Cate was one of the first women I approached for an interview for my book, only to discover she didn't then have children. (I felt mortified that I had been so presumptuous. Something about her writing had made me assume she was a mother.) She has since had a daughter, and now I wish I could do a second version with her in it!

(P.S. Just before you read the poem--for those still thinking/blogging/obsessing about housework issues, my sister has started a new blog, Work, Love, Play, and her latest post offers another interesting angle on the matter...)

THE ZEN MASTER
Cate Kennedy

I have written this
with a body stretched and sore,
stitches swollen, torn by a crowning head
tongue thick with painkillers
and in the next room a cry for milk
to set my heart off like a caged bird against my ribs

And I have written this
dragging with me a lead apron of grainy exhaustion
page prickling through a stinging mist, mouth metallic with adrenalin
while she sleeps, frowning, tender as a camellia

I have written
all I could, in a gluttonous scrawling haste
hearing her call for me, crawling through the other room
written it washed with guilt, the soup burned to the saucepan
snatching just five illicit minutes to myself, for godsakes, just five

And I have written
as she sat under my feet pulling what’s hoarded from the shelf below
cringing at the sound of tearing paper
until the computer connection suddenly went dead
and she – gummy, triumphant, seated like the Buddha –
held the cable aloft, and waved it like a prayer flag

And I have written, like today,
as she stood by my leg crying with frustration
beating a tattoo onto my thigh with both hands
her face transposing everything, urgently seeking my eyes
demanding I turn away from this pointless thing
because out there, the whole humming world is waiting
See, says her fervent outstretched finger, see there
is the outside
trust me
everything you need is there

tell me you wouldn’t rise,
given that call,
and follow her
helpless and ardent
as a chastened disciple.

Tuesday, November 24, 2009

Innocence and experience


Thank you for those lovely comments on my last post.

I agree with composer Christine McCombe that sweeping statements about art and motherhood are dangerous. I wanted to avoid the term 'artist-mother' in The Divided Heart for this reason, but inevitably it was used just for the sake of convenience. That said, whether or not mothering has a direct impact on the themes of your work, there could be few more life-changing experiences, both in a material and emotional sense--and it is hard to imagine this not affecting your work, or at least your process, in some way.

As Christine writes on her great blog, she feels like she's now embarking on her 'Creative Life, version 2', post-baby. It is such an interesting transition when that often liberating permission to retreat from art/work after becoming a mother slowly gives way to a new creative urgency. "I find that I am approaching things in a different way, partly because of the imperative of time and partly because of a shift in the way I think about what I am doing and why I am doing it," she says. That about sums it up, doesn't it?!

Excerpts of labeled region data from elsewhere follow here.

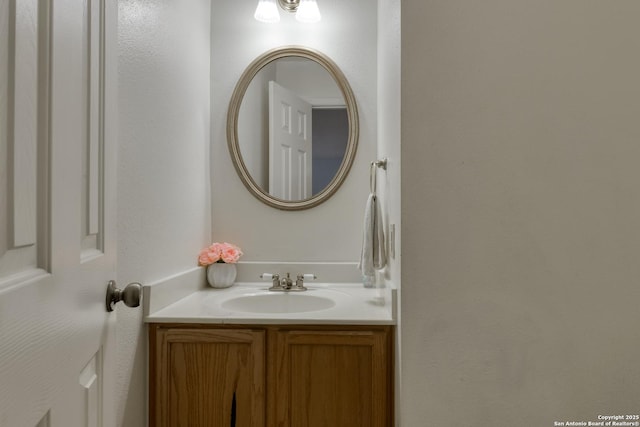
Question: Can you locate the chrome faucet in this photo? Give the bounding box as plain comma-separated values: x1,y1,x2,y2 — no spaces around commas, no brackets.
260,273,316,292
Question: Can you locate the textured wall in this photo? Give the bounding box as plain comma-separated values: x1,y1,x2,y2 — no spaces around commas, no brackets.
401,0,640,427
117,0,211,427
211,0,377,261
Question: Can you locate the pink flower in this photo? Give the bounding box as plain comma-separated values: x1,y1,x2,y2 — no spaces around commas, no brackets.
198,242,243,266
220,242,242,264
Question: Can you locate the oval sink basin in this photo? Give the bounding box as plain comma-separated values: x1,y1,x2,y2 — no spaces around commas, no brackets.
222,292,336,313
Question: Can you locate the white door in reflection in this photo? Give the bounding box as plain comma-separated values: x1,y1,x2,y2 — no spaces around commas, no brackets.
269,81,312,200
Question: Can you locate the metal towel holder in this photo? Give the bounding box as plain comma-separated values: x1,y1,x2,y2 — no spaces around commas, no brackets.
369,157,387,196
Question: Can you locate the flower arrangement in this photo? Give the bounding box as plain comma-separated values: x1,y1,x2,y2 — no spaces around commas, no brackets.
198,242,243,267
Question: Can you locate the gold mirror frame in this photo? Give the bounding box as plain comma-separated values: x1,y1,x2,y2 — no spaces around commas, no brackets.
227,46,359,210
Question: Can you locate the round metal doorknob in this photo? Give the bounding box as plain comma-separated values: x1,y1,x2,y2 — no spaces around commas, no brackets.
106,280,142,311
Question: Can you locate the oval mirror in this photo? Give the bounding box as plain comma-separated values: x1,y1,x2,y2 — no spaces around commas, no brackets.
227,46,358,210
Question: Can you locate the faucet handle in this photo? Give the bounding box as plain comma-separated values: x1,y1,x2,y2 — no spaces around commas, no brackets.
293,274,317,291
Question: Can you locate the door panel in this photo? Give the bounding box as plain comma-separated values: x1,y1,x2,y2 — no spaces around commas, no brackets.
0,0,117,427
149,325,265,427
269,81,312,200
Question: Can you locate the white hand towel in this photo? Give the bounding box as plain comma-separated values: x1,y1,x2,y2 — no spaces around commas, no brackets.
358,194,387,277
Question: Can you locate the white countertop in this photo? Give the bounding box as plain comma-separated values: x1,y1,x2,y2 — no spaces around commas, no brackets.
145,283,395,325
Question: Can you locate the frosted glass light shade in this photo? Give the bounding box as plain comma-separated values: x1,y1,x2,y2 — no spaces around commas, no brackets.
296,0,321,24
253,0,280,24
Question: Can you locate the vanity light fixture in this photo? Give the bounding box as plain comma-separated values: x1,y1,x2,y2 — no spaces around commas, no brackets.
253,0,321,24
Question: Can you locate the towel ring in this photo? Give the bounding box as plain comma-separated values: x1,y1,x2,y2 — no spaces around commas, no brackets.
369,157,387,195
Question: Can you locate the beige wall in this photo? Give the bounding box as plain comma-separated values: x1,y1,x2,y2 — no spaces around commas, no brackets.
118,0,211,427
211,0,377,262
400,0,640,427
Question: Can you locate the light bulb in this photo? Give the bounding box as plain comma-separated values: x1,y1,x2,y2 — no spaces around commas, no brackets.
253,0,280,24
296,0,321,24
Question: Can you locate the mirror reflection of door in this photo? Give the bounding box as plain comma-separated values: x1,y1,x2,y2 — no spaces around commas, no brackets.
269,81,313,200
237,57,350,201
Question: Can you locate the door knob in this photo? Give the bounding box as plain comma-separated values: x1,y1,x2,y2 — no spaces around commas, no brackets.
106,280,142,312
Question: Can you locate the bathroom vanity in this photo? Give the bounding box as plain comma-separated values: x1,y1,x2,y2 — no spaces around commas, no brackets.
149,324,393,427
146,284,394,427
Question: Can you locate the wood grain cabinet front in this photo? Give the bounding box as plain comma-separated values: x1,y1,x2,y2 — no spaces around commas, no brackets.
149,324,393,427
149,325,265,427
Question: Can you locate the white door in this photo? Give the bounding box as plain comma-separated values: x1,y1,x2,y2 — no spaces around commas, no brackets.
0,0,124,427
269,81,312,200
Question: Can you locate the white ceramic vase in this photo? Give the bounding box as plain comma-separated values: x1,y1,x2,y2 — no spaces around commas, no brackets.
207,262,237,288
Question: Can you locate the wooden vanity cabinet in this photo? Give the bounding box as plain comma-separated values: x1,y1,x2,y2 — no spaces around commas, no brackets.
149,324,266,427
149,324,393,427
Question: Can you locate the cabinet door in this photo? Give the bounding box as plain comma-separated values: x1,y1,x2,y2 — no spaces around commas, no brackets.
149,325,265,427
270,330,391,427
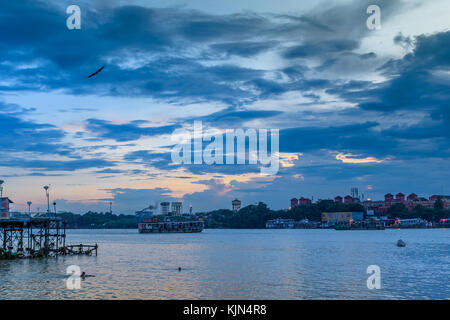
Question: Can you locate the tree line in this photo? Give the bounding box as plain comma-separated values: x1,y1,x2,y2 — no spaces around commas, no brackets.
46,199,450,229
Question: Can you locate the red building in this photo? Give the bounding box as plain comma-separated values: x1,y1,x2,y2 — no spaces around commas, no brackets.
430,194,450,201
384,193,394,202
406,193,418,201
395,192,405,202
344,196,354,204
0,197,14,218
299,197,312,206
291,198,298,208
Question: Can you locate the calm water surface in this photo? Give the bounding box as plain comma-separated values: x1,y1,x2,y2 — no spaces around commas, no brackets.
0,229,450,299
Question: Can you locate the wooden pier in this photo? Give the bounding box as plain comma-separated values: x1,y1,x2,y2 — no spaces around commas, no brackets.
0,217,98,260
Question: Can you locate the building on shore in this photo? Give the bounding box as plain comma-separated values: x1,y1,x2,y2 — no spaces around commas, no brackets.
172,201,183,216
0,197,14,218
334,192,450,216
231,199,242,212
266,218,295,229
160,202,170,216
321,212,364,225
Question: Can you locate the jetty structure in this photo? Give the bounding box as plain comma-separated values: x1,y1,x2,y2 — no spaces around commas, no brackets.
0,180,98,260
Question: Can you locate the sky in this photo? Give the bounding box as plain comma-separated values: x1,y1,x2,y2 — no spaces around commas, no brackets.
0,0,450,214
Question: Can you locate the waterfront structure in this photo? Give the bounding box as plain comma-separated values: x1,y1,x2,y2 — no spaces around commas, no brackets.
0,197,14,218
138,219,204,233
266,218,295,229
322,212,364,225
172,202,183,216
298,197,312,206
160,202,170,216
334,192,450,216
231,199,241,212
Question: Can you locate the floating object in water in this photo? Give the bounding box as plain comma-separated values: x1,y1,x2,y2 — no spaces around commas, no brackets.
80,271,95,279
397,239,406,247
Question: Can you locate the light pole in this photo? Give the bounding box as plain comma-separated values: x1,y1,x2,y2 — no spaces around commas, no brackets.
27,201,33,217
44,186,50,214
53,201,56,218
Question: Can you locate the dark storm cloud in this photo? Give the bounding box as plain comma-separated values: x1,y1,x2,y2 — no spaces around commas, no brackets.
0,0,399,105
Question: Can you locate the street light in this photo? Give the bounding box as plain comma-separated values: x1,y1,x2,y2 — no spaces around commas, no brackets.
53,201,56,218
27,201,33,217
44,186,50,214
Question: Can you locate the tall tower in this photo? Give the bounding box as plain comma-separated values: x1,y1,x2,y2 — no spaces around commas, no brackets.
44,186,50,215
172,202,183,216
161,202,170,216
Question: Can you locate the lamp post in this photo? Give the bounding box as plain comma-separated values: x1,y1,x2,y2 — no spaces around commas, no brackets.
53,201,56,218
44,186,50,214
27,201,33,217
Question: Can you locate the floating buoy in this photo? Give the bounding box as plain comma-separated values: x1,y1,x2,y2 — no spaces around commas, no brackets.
397,239,406,247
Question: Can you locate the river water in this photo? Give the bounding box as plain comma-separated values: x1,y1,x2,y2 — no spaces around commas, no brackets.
0,229,450,299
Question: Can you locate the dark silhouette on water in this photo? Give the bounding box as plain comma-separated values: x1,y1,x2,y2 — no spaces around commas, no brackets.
80,271,95,279
88,66,105,78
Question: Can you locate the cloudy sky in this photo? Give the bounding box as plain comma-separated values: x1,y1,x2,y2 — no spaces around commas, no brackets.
0,0,450,213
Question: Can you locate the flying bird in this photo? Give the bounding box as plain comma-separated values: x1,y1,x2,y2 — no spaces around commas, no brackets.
88,66,105,78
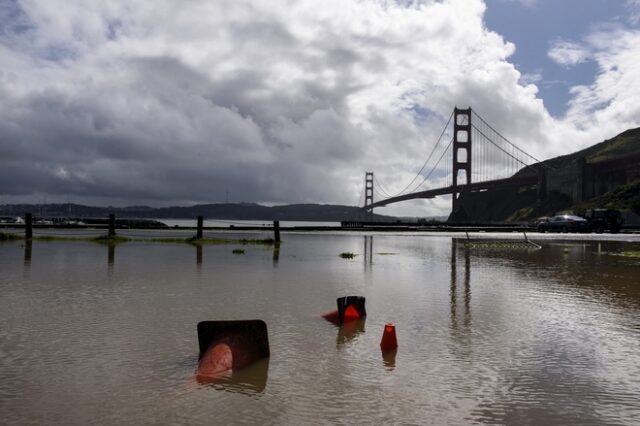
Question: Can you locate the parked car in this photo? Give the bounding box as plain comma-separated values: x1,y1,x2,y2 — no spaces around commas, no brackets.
538,214,591,232
585,209,623,234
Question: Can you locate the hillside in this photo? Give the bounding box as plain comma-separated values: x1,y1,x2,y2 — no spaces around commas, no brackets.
462,128,640,222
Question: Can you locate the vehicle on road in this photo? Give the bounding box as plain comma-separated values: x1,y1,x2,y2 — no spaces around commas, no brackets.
538,214,591,232
585,209,623,234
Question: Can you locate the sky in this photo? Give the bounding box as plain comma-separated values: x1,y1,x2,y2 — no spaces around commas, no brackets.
0,0,640,216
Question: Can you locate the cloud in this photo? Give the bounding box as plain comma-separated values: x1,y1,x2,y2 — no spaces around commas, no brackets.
626,0,640,24
547,40,589,68
566,29,640,132
0,0,634,215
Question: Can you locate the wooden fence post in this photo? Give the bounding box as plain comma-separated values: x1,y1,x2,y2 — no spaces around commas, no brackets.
24,213,33,240
273,220,280,243
196,216,203,240
109,213,116,237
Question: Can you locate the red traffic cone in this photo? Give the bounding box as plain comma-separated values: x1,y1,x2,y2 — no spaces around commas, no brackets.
380,323,398,351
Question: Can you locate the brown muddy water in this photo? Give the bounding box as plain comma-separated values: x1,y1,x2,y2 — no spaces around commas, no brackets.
0,234,640,425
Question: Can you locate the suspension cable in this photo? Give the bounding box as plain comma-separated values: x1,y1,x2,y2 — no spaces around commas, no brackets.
472,110,553,169
372,112,453,198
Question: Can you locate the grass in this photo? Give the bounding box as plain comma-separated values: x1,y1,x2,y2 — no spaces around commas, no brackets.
615,251,640,259
0,232,22,241
0,232,280,246
464,240,540,249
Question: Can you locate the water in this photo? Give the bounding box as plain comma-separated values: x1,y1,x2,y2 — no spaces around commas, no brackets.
0,233,640,425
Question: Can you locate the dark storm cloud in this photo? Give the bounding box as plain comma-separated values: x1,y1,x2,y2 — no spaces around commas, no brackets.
0,0,631,216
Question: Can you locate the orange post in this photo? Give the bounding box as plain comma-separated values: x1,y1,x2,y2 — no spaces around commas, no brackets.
380,323,398,351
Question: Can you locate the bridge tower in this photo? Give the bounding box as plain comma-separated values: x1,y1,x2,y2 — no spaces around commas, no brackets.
364,172,373,222
451,107,471,213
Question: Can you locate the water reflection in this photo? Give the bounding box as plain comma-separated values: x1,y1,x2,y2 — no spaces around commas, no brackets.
273,242,280,266
24,240,33,268
336,318,366,345
196,244,202,269
364,235,373,271
107,243,116,270
382,349,398,370
449,238,471,330
197,358,269,395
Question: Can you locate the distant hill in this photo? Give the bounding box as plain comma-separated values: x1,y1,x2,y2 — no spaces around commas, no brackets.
0,203,398,222
462,128,640,222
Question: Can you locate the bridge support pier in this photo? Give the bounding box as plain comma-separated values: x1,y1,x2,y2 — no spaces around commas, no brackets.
364,172,373,222
451,107,471,220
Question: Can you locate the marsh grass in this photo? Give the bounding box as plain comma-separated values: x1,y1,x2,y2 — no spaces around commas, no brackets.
610,251,640,259
0,232,280,246
0,232,22,241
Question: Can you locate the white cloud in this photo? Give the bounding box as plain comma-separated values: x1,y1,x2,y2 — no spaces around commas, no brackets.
547,40,590,68
626,0,640,24
0,0,638,215
566,29,640,132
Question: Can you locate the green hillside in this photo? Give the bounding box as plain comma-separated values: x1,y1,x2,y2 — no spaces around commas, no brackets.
462,128,640,222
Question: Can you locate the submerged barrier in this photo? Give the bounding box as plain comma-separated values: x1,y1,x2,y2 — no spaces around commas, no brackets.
322,296,367,325
196,320,270,382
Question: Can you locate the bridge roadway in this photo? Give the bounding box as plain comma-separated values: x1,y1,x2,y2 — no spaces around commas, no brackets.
363,174,538,210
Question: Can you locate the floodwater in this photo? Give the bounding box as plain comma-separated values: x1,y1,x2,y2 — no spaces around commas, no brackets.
0,233,640,425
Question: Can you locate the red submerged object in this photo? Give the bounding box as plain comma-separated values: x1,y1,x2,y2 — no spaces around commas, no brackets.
196,320,269,382
380,323,398,351
322,296,367,325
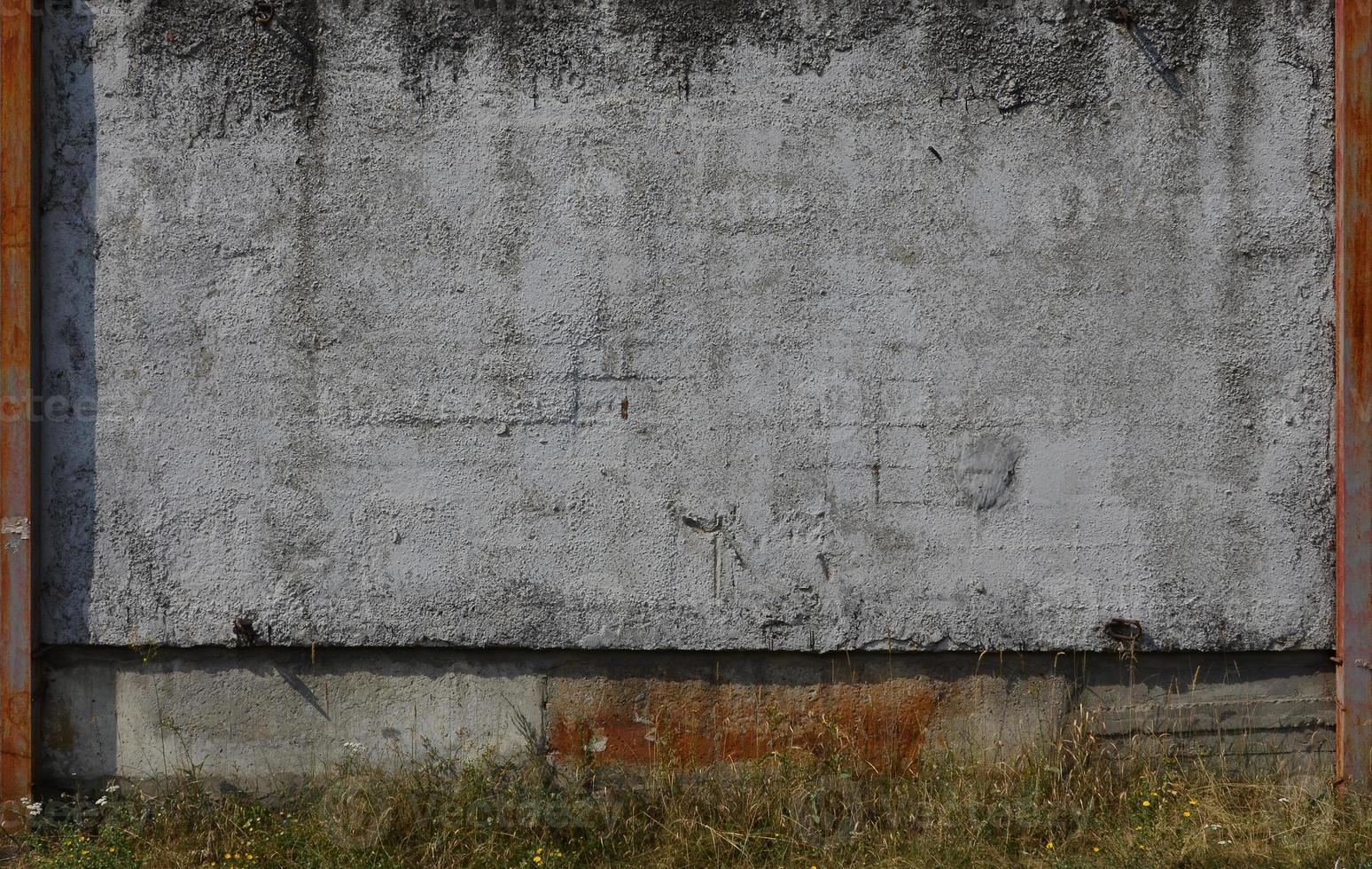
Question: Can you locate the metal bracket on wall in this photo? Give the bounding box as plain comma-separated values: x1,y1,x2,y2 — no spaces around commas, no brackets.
0,0,35,826
1334,0,1372,791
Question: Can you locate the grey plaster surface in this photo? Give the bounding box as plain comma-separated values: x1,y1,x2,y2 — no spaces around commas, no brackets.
40,646,1334,789
40,0,1334,649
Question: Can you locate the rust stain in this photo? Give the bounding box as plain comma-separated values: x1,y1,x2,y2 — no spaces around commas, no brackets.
548,678,939,771
1334,0,1372,791
0,0,35,825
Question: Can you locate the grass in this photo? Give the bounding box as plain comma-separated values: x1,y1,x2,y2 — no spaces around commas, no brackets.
4,714,1372,869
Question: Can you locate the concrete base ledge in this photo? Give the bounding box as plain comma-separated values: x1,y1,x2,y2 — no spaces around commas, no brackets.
40,646,1334,789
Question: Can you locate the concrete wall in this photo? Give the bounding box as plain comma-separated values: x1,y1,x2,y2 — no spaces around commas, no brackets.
41,646,1334,788
40,0,1334,651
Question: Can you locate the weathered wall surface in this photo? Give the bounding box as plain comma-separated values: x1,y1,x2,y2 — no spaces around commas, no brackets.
41,0,1332,649
41,646,1334,789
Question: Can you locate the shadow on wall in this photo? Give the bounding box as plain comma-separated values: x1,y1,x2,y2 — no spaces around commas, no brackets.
35,0,100,733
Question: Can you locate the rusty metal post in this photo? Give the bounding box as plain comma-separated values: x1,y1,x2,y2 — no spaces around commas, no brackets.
1334,0,1372,791
0,0,35,822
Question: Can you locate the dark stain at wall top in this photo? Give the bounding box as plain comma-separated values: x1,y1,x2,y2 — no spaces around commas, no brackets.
130,0,1290,123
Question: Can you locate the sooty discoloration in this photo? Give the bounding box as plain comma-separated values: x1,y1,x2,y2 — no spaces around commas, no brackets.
128,0,320,136
130,0,1264,115
958,435,1021,511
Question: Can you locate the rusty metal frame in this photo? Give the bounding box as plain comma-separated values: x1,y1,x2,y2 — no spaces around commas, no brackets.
0,0,35,822
1334,0,1372,791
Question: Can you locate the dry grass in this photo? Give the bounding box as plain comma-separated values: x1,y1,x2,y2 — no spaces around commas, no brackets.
0,714,1372,869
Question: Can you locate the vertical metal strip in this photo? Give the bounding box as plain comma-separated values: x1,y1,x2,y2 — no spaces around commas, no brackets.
1334,0,1372,789
0,0,35,819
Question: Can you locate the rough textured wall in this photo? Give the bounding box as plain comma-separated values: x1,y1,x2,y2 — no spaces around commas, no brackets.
41,0,1332,649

As for the language we use around art and motherhood, it's fraught. I certainly had two women refuse to be in the book because they didn't want to highlight the fact of being a woman in the eyes of the public, let alone being a mother.

More broadly, on that matter of how we talk about mothering to those who aren't parents, I have two old friends who are pregnant for the first time at the moment, and I really have to watch myself--to just take a step back and let them have their own experience without imposing my 'worldy' own. And to just listen to them talk about their expectations without being smug (something I remember hating other mothers do before I had my own babies). It's amazing how hard this can be: to find the right balance between offering advice and not being a know-it-all.

When I was pregnant and ran into parents I knew on the street, they tended to talk in extremes: either telling me it's the most wonderful thing you'll ever do; or prepare for your life to be fucked--no sleep, no time for yourself etc. Now I know that it's both these things--and everything in between--and it probably just depended which day I caught them on as to which feeling was dominating.

Ha ha--just now I've opened to a page in my notebook and found my 7-year-old son has started a list called: "People who are as smart as me." It's a very short list, I can tell you. And my name's certainly not on it. Ah well, I must be doing something right, 'cause he certainly doesn't lack confidence, does he?

Wednesday, November 18, 2009

From one mother to another

I have had a number of readers contact me almost apologetically to tell me that they initially avoided reading The Divided Heart because they had assumed it would be a negative take on motherhood when they enjoy having kids so much.

Fortunately, they have come to read it anyway — because it was recommended to them, or in one case because she was on the judging panel for one of those many prizes it didn’t get.

So it is lovely when someone gets in touch to say the book defied their expectations. And even more exciting when someone tells me the book inspired them to get moving with their own work, or even fed directly in to their art.

One example is this fab-sounding exhibition at the University of Florida. Four Squared is an exhibition by four artist-mothers and their experiences of making art amongst the chaos of raising young children.

Motherhood is also the theme of their art – “the push & pull of motherhood, domesticity and creativity. It is work created on an emotional rollercoaster, while burning the midnight oil, with the use of favours from friends, with the constant awareness of dishes to be washed.”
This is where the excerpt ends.